It’s a windy February morning and The Local has come to Madrid’s Complutense University to watch one of Spain’s burgeoning sports, the magical quidditch, made famous in J.K. Rowling’s Harry Potter series.

While Spain is usually more renowned as a nation of football lovers, quidditch is one of the country’s fastest growing sports and the Madrid Lynx team takes it seriously. They definitely look the part, decked out in their quidditch strip of purple, black and yellow, emblazoned with the team logo, a growling yellow lynx.

In the Harry Potter books and films, quidditch is played on flying broomsticks, so how does the Madrid Lynx quidditch team get around that small issue?

"Well, we can’t fly," says Bea López, whose head is wrapped in a quidditch scarf, "we’re working on that but… give us time."

What they lack in flying capabilities they certainly make up for in violence.

"Quidditch in the books looks really violent and to be honest that’s the same here," laughs referee Jean Blake as two players crash into each other behind her. "It’s more violent than you could ever imagine."

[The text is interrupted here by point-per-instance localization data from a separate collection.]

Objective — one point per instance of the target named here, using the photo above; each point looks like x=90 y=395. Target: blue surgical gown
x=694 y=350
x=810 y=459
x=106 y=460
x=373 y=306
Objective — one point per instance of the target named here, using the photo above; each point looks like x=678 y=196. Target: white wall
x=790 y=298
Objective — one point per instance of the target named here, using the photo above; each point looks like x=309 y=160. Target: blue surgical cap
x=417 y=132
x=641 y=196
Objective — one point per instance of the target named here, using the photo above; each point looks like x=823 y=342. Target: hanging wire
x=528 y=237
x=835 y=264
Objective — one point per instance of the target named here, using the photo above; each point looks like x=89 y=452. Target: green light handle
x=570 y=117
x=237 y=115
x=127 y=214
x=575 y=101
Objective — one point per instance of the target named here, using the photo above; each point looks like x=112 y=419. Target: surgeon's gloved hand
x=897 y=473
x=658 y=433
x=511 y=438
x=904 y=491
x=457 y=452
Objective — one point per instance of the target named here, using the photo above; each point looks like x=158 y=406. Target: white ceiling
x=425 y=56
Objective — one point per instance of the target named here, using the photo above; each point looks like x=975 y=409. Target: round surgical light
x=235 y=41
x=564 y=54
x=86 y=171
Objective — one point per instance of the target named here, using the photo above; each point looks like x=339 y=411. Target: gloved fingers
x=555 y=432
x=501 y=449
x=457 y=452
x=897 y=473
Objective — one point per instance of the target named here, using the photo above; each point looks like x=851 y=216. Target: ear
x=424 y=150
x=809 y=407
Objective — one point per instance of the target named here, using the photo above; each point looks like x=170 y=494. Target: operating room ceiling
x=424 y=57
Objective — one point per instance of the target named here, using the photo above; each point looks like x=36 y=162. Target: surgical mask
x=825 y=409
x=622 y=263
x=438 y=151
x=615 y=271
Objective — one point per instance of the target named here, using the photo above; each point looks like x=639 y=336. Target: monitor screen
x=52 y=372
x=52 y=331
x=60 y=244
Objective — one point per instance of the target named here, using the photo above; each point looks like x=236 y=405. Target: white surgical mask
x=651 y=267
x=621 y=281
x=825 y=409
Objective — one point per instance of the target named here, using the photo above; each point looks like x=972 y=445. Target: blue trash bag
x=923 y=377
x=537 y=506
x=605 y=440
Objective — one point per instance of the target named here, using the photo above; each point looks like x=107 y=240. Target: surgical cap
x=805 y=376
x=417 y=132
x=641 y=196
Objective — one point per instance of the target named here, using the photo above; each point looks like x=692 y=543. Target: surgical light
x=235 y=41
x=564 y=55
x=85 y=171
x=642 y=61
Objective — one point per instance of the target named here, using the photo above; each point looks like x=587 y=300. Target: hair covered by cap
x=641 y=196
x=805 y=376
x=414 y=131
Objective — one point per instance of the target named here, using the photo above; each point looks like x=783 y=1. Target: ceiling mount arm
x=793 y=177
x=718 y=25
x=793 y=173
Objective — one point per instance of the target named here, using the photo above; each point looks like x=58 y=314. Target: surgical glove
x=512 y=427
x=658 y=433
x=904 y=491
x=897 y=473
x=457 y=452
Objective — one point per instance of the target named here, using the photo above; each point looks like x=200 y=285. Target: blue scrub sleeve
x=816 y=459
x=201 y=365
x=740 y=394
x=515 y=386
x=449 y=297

Quidditch mixes elements of rugby and handball, with all of the bashing, tackling and occasional bloody injuries they entail. One player sits cradling his bleeding foot, while another girl is helped off the pitch after being bashed in the nose during a particularly dirty tackle.

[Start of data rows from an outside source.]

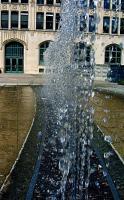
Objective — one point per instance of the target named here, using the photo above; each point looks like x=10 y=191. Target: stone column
x=9 y=19
x=44 y=25
x=19 y=20
x=54 y=21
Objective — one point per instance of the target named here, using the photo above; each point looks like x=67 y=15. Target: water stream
x=70 y=80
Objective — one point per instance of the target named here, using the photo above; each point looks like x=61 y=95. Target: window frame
x=109 y=51
x=7 y=20
x=42 y=48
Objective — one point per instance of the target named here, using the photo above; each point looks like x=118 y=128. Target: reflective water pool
x=109 y=115
x=17 y=108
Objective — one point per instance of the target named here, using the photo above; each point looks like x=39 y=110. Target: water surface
x=17 y=108
x=109 y=115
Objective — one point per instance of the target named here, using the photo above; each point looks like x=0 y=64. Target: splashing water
x=70 y=71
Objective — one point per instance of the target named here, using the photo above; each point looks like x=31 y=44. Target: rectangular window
x=106 y=24
x=49 y=2
x=122 y=26
x=14 y=19
x=24 y=1
x=57 y=20
x=49 y=20
x=114 y=25
x=4 y=1
x=58 y=1
x=40 y=2
x=106 y=4
x=39 y=20
x=115 y=4
x=24 y=20
x=91 y=23
x=91 y=4
x=122 y=5
x=14 y=1
x=4 y=19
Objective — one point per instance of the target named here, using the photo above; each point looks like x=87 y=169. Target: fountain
x=67 y=159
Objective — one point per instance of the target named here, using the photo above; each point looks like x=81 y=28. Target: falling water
x=70 y=71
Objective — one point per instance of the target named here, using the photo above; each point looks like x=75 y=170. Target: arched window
x=14 y=57
x=113 y=54
x=42 y=49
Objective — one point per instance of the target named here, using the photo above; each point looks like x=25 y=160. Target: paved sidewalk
x=21 y=79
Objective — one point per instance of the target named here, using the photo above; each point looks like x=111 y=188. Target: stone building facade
x=27 y=27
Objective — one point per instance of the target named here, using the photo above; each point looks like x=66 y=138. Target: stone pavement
x=21 y=79
x=39 y=79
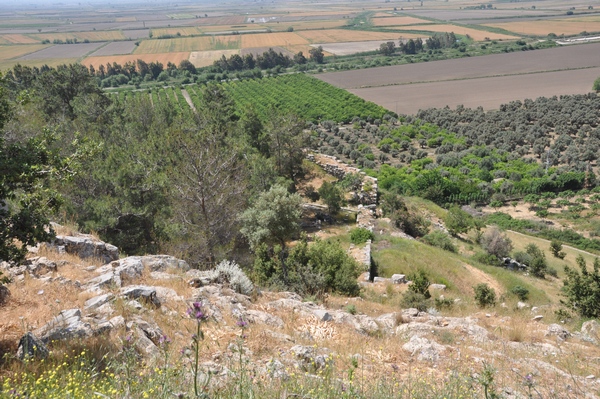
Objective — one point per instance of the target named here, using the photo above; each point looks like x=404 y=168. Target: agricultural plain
x=569 y=26
x=486 y=81
x=488 y=93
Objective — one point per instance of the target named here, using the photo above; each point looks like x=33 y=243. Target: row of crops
x=300 y=94
x=303 y=95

The Madrid Lynx players eat, sleep and breathe the sport, they have travelled around Europe playing teams from other countries and three of the girls have even got tattoos - three quidditch hoops etched onto their wrists - in homage to quidditch.

And the fun doesn’t stop once the players leave the field; many a budding romance has flourished among the broomsticks.

"We have a lot of slang around it, like you have a 'quidditch crush,'" says Blake.

While we may be none the wiser on the complicated rules of quidditch, what The Local did discover among the broomsticks was a sport that inspires real enthusiasm, and which could soon be winging its way to a sports pitch near you.